Estamos terminando el año turbulento del 2020. En seis meses más vamos a terminar también el ciclo en el que hemos vivido la concentración dramática de tres crisis: la crisis política, la crisis de la corrupción y la pandemia del COVID-19. Estas crisis están evaporando algunos mitos neoliberales: El modelo económico neoliberal ha producido un crecimiento nunca visto en historia peruana, ha reducido la pobreza, ha generado un milagro económico. Todos estos logros se deben a la Constitución de 1993. A estos mitos se añaden dos más: Todo lo que choca con el modelo neoliberal es populismo, el modelo neoliberal es el único modelo viable.

Todos estos mitos se fundan en un falseamiento consciente de la historia. Confunden a propósito el modelo neoliberal con el boom de las exportaciones, como si este hubiera sido generado por aquél. El largo boom exportador se produjo gracias a la demanda sostenida de materias primas y alimentos proveniente de China, USA y Europa que se convirtieron en los tres grandes motores de varias economías exportadoras del mundo, independientemente del modelo económico que tuvieran.  Bolivia, con un modelo de desarrollo distinto, tuvo iguales o mejores resultados que el Perú. Cuando esos motores se apagan, en nuestros países exportadores se produce la oscuridad. Y los mitos comienzan a evaporarse.

Las altas tasas de crecimiento económico que hemos tenido en más de una década y la reducción de la pobreza se deben, no al modelo neoliberal, sino al boom exportador más largo que hemos tenido en la historia del Perú. La economía primario-exportadora y de servicios se caracteriza, no por ofrecer empleo (la minería solo tiene el 1% estable de la PEA y ofrece empleo indirecto, la mayoría del cual es informal), sino por brindar altas tasas de rentabilidad empresarial e ingresos fiscales fáciles al Estado que sirven para desplegar políticas sociales que no eliminan la pobreza sino que la alivian.

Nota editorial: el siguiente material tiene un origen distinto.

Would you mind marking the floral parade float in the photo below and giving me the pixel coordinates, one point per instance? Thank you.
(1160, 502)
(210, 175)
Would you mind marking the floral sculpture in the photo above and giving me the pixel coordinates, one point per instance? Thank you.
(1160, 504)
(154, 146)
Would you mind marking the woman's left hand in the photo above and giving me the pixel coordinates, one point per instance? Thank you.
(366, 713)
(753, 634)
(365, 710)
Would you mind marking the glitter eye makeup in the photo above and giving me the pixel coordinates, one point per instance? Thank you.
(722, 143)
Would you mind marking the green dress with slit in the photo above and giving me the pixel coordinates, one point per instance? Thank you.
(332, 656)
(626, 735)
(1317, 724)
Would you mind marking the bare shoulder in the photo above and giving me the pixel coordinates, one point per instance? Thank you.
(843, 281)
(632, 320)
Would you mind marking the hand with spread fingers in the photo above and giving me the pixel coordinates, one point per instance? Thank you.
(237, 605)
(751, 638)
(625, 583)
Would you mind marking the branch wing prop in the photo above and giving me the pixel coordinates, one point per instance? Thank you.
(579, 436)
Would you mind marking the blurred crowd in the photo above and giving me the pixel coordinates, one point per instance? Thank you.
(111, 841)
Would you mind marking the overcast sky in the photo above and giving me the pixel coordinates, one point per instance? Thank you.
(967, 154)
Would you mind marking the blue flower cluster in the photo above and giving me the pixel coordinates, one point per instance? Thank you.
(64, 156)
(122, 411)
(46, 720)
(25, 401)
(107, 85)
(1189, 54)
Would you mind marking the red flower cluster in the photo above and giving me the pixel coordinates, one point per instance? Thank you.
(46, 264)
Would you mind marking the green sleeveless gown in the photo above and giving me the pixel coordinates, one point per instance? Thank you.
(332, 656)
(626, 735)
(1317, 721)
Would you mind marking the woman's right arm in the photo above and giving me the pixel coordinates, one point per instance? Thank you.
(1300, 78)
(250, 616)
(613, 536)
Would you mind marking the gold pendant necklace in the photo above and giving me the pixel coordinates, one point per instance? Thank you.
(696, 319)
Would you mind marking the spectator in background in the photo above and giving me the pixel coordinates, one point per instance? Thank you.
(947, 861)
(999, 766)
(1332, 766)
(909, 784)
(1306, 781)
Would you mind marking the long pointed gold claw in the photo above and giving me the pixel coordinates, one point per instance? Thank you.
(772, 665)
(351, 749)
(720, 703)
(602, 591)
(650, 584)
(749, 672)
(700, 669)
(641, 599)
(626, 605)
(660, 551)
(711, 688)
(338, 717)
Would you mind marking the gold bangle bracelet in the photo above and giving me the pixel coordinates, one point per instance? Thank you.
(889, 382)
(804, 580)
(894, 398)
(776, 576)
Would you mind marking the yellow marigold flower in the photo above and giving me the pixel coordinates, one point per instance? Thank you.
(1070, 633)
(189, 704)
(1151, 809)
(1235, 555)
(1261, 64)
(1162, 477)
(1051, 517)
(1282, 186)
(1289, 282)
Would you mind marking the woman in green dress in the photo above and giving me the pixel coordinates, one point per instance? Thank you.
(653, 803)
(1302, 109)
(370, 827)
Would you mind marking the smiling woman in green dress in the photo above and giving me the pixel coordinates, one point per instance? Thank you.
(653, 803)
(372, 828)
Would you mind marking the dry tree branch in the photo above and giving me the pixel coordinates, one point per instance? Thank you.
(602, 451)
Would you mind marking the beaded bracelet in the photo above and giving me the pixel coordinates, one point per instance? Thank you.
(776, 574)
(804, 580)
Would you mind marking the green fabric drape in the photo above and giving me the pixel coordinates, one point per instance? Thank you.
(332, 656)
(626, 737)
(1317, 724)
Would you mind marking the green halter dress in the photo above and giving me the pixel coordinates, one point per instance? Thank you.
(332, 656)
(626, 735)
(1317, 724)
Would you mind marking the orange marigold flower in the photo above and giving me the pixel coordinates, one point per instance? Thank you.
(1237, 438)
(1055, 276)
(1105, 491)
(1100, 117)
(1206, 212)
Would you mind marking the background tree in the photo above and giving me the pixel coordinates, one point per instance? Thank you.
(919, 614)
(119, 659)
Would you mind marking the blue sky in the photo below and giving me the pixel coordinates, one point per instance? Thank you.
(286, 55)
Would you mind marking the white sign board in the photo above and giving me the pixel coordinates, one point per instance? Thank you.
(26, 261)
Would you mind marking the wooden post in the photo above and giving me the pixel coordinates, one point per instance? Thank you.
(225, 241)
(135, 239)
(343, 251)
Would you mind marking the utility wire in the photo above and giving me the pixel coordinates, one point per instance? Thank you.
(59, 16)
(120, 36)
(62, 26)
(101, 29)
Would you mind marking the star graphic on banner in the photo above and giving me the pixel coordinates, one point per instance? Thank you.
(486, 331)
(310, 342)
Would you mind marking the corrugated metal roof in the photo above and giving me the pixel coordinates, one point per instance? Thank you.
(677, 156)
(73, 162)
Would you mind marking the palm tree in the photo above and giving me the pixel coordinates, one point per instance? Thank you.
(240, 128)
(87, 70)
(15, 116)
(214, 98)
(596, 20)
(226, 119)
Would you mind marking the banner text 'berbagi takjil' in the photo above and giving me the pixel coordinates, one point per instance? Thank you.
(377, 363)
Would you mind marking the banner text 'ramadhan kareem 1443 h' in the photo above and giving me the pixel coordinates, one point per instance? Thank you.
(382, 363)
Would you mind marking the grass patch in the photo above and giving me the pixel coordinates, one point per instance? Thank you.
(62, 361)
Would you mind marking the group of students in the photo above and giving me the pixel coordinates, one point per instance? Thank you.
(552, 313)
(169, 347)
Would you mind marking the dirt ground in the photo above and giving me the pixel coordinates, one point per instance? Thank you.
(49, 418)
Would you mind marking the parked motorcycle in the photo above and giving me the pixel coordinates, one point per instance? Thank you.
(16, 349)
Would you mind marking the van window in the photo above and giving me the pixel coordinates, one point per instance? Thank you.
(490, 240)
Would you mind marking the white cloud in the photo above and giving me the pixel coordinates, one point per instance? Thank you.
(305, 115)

Y ¿el milagro económico?. Este no es un mito sino un cuentazo. Invito a los lectores a mirar el mapa del Indice de Competividad Regional del Perú (ICRP) del 2019, elaborado por CENTRUM-PUCP), en particular el pilar de la economía (de los cinco que lo componen) que mide en cierto modo el crecimiento económico de las regiones. Este pilar tiene 15 indicadores entre los cuales están la inversión, el tamaño del PBI, el PBI per cápita, el empleo y el porcentaje de exportaciones. En una escala de septiles que va de muy bajo a muy alto, 25 regiones están en el nivel muy bajo y 1 (Lima) en el nivel medio bajo. El mapa del ICRP del 2013 (en pleno boom exportador) es igual. Ese mapa no muestra un milagro económico sino un abismal atraso.

Habría que mirar el Indice de Desarrollo Humano (IDH) que, con los indicadores de esperanza de vida, nivel de vida, alfabetización y nivel de educación),  mide un cierto nivel de bienestar de la gente. El IDH no ha cambiado significativamente. El PNUD ha cruzado el IDH con la localización agropecuaria, manufacturera y minera de las regiones y encuentra una relación inversa con la agricultura (a más agricultura menos IDH), directa con la manufactura (a más manufactura más IDH) y ninguna con la minería, la engreída de nuestros liberales. ¿Qué les parece?. Vuelvo sobre los otros mitos.